< Psalmen 56 >

1 Voor muziekbegeleiding; op de wijze: "Een duif van ver verwijderde terebinten." Een puntdicht van David, toen de Filistijnen hem in Gat gevangen hielden.
Til sangmesteren; efter "Den målløse due på de fjerne steder"; av David; en gyllen sang da filistrene grep ham i Gat. Vær mig nådig, Gud! for mennesker vil opsluke mig; hele dagen trenger de mig med krig.
2 Ontferm U mijner, o God; want de mensen grijpen mij aan, Bekampen en kwellen mij iedere dag;
Mine fiender søker å opsluke mig hele dagen; for mange er de som strider mot mig i overmot.
3 Mijn vijanden bestoken mij altijd door, Want talrijk zijn mijn belagers.
På den dag jeg frykter, setter jeg min lit til dig.
4 Maar verre van mij, dat ik ooit zou vrezen; Op U heb ik mijn vertrouwen gesteld.
Ved Gud priser jeg hans ord; til Gud setter jeg min lit, jeg frykter ikke; hvad skulde kjød kunne gjøre mig?
5 In Jahweh’s belofte kan ik jubelen; Op God vertrouw ik, zonder te vrezen! Wat kunnen de mensen mij doen?
Hele dagen forvender de mine ord; alle deres tanker er mig imot til det onde.
6 Ze blijven mij krenken, altijd door, Tegen mij zijn al hun boze plannen gericht;
De slår sig sammen, de lurer, de tar vare på mine trin, fordi de står mig efter livet.
7 Ze loeren en spieden, en belagen mijn hielen, Omdat ze mij naar het leven staan.
Skulde de undslippe tross sin ondskap? Støt folkeslag ned i vrede, Gud!

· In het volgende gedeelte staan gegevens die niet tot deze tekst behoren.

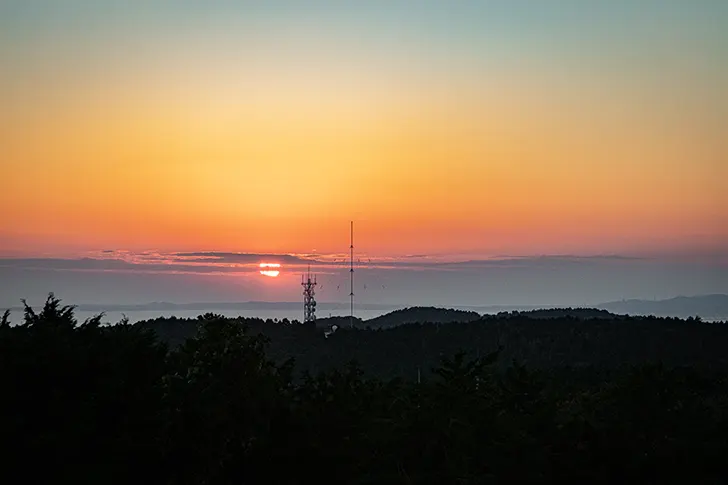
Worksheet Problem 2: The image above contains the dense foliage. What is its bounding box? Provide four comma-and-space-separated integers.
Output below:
0, 296, 728, 484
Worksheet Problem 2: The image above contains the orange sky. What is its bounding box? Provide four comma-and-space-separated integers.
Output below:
0, 1, 728, 255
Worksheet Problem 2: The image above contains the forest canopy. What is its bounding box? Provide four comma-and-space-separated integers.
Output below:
0, 295, 728, 484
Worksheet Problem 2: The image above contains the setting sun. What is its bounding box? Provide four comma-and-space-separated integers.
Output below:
260, 263, 281, 278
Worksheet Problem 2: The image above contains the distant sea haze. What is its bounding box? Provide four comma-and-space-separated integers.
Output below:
2, 294, 728, 323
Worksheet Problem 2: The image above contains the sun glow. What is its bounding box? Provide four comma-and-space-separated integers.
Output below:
260, 263, 281, 278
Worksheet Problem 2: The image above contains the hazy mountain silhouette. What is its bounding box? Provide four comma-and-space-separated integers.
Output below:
597, 295, 728, 320
364, 307, 480, 328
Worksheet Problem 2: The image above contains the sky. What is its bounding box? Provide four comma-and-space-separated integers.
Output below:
0, 0, 728, 306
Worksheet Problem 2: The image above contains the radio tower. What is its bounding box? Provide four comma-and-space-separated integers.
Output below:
301, 265, 316, 323
349, 221, 354, 328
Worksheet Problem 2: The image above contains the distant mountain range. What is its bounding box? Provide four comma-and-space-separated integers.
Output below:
596, 295, 728, 320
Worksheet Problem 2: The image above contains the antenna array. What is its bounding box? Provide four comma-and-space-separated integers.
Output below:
301, 265, 316, 323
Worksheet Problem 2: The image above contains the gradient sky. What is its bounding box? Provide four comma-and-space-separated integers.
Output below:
0, 0, 728, 306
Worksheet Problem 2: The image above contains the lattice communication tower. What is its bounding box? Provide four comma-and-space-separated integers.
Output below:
301, 266, 316, 323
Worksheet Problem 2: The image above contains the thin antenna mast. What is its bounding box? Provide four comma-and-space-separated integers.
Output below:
349, 221, 354, 328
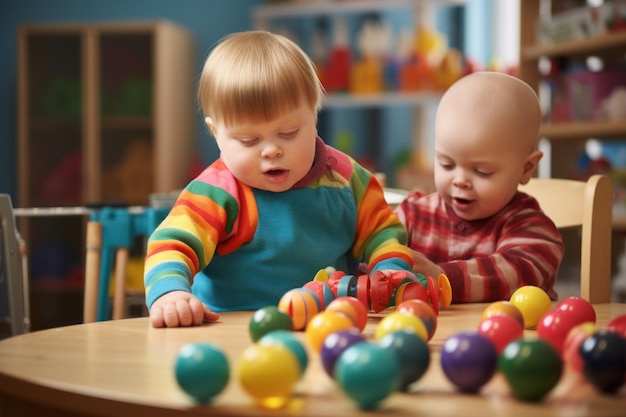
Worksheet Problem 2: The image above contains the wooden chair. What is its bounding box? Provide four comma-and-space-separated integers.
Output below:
0, 194, 30, 336
519, 175, 613, 303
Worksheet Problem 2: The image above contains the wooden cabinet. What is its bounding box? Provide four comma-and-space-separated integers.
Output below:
519, 0, 626, 208
17, 21, 197, 328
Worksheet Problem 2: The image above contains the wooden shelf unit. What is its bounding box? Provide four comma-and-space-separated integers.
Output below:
17, 20, 197, 329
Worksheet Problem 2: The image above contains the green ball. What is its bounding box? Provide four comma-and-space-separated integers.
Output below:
499, 339, 563, 402
249, 306, 293, 343
175, 343, 230, 403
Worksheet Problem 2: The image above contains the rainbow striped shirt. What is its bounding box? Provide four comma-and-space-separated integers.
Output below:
144, 139, 413, 312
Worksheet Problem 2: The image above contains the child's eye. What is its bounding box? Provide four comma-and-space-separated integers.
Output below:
236, 137, 259, 146
474, 169, 493, 178
278, 129, 300, 139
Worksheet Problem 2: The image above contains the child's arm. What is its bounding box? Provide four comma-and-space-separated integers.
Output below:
438, 212, 564, 302
150, 291, 219, 328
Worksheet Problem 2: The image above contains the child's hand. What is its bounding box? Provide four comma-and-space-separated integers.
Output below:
150, 291, 219, 328
411, 250, 443, 279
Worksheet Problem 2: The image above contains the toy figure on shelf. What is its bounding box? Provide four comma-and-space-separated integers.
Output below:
350, 19, 382, 94
322, 17, 352, 93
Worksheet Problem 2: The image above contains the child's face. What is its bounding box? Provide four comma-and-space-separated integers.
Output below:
207, 104, 317, 192
434, 120, 541, 220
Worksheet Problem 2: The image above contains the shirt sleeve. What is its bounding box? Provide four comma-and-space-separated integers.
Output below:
400, 193, 564, 303
144, 165, 258, 308
351, 164, 413, 275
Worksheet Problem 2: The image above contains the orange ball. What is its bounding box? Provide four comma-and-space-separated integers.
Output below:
304, 311, 356, 353
374, 311, 428, 342
326, 296, 367, 332
481, 301, 524, 328
278, 288, 321, 330
396, 300, 437, 340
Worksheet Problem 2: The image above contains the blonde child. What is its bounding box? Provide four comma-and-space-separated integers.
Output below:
396, 72, 564, 302
144, 31, 415, 327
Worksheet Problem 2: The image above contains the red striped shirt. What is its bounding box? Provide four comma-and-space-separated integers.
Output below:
396, 192, 564, 303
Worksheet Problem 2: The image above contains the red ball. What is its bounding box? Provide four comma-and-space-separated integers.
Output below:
537, 309, 582, 355
478, 315, 524, 354
395, 281, 428, 305
606, 314, 626, 338
555, 297, 596, 324
396, 300, 437, 340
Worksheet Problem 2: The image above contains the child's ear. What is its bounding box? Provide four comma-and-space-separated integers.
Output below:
204, 117, 215, 137
520, 150, 543, 184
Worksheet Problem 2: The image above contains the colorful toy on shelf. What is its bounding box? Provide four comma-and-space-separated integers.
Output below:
350, 19, 382, 94
322, 17, 352, 93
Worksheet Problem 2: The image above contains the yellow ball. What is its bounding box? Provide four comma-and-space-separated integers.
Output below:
375, 311, 428, 342
237, 343, 301, 408
509, 285, 552, 329
305, 310, 356, 353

8 Vergeld ze hun misdaad, En werp in uw toorn de volkeren neer, o mijn God! In Jahweh’s belofte kan ik jubelen; Op God vertrouw ik, zonder te vrezen! Wat kunnen de mensen mij doen?
Hvor ofte jeg har flyktet, det har du tellet; mine tårer er gjemt i din flaske; står de ikke i din bok?
9 Gij hebt mijn ellende geteld, Mijn tranen in uw kruik verzameld. Hebt Gij het zelf niet beloofd,
Da skal mine fiender vende tilbake, på den dag jeg roper; dette vet jeg at Gud er med mig.
10 Dat mijn vijand zal vluchten, als ik U aanroep? Zo weet ik zeker, Dat God met mij is!
Ved Gud priser jeg ordet; ved Herren priser jeg ordet.
11 In Jahweh’s belofte kan ik jubelen; Op God vertrouw ik, zonder te vrezen! Wat kunnen de mensen mij doen?
Til Gud setter jeg min lit, jeg frykter ikke; hvad skulde et menneske kunne gjøre mig?
12 O God, Gij hebt mij uw belofte gehouden, Ik breng U daarvoor mijn dank;
På mig, Gud, hviler løfter til dig; jeg vil betale dig med takksigelser.
13 Want Gij hebt mijn ziel behoed voor de dood, Zelfs mijn voet voor het stoten: Opdat ik voor Gods aanschijn blijf wandelen In het licht van het leven. In Jahweh’s belofte kan ik jubelen; Op God vertrouw ik, zonder te vrezen! Wat kunnen de mensen mij doen?
For du har fridd min sjel fra døden, ja mine føtter fra fall, så jeg kan vandre for Guds åsyn i de levendes lys.